We examine a vast class of loss functions for binary classification and class probability estimation. The elements of this class are known in subjective probability as ``proper scoring rules''. They comprise all common loss functions such as log-loss, squared error loss, boosting loss derived from the exponential loss, and cost-weighted misclassification losses.
We show that proper scoring rules can be interpreted as mixtures of cost-weighted misclassification losses. This interpretation gives immediate practical insight into loss functions high mass of the mixing measure points to the class probabilities where the proper scoring rule strives for greatest accuracy. For example, log-loss emphasizes probabilities near zero and one, but boosting loss even more so.
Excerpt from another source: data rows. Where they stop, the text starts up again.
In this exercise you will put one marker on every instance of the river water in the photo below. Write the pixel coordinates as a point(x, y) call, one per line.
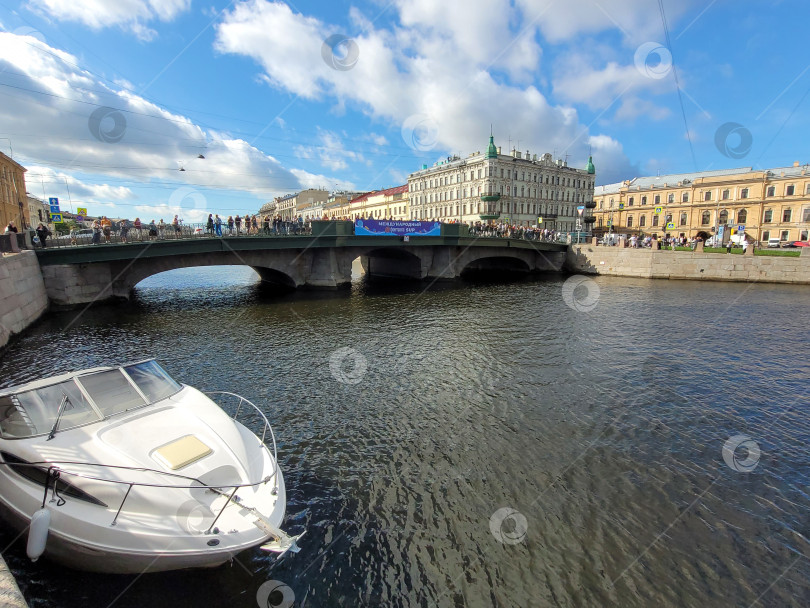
point(535, 443)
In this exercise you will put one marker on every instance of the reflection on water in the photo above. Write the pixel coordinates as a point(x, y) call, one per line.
point(410, 418)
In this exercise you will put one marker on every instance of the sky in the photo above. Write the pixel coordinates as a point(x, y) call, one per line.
point(105, 102)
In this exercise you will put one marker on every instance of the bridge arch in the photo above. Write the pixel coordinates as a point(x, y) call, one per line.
point(496, 265)
point(272, 275)
point(392, 262)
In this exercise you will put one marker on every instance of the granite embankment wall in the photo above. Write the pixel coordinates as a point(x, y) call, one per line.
point(668, 264)
point(22, 293)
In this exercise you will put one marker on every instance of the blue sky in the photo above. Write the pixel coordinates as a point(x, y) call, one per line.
point(111, 99)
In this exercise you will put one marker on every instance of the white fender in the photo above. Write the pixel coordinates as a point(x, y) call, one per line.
point(38, 534)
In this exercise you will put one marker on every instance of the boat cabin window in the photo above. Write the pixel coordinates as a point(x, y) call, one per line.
point(34, 412)
point(155, 383)
point(111, 391)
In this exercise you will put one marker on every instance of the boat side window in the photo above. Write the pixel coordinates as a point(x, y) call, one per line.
point(38, 409)
point(111, 391)
point(153, 381)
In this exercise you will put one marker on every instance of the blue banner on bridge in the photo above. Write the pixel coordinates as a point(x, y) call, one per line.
point(396, 228)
All proper scoring rules permit Fisher scoring algorithms, with versions for stagewise fitting a la boosting. The implementation with Iteratively Reweighted LS uses weights that derive from the mixing weights of the mixture decomposition. It follows that a recent algorithm by Hand and Vinciotti (2003) minimizes certain proper scoring rules.
The mixture decomposition of proper scoring rules carries over to information measures such as entropy and the Gini index. Because these measures underlie tree-based classification, every proper scoring rule translates to a new tree splitting criterion.
The mixture decomposition of proper scoring rules also carries over to Bregman distances and can be used to derive inequality bounds for asymptotic theory.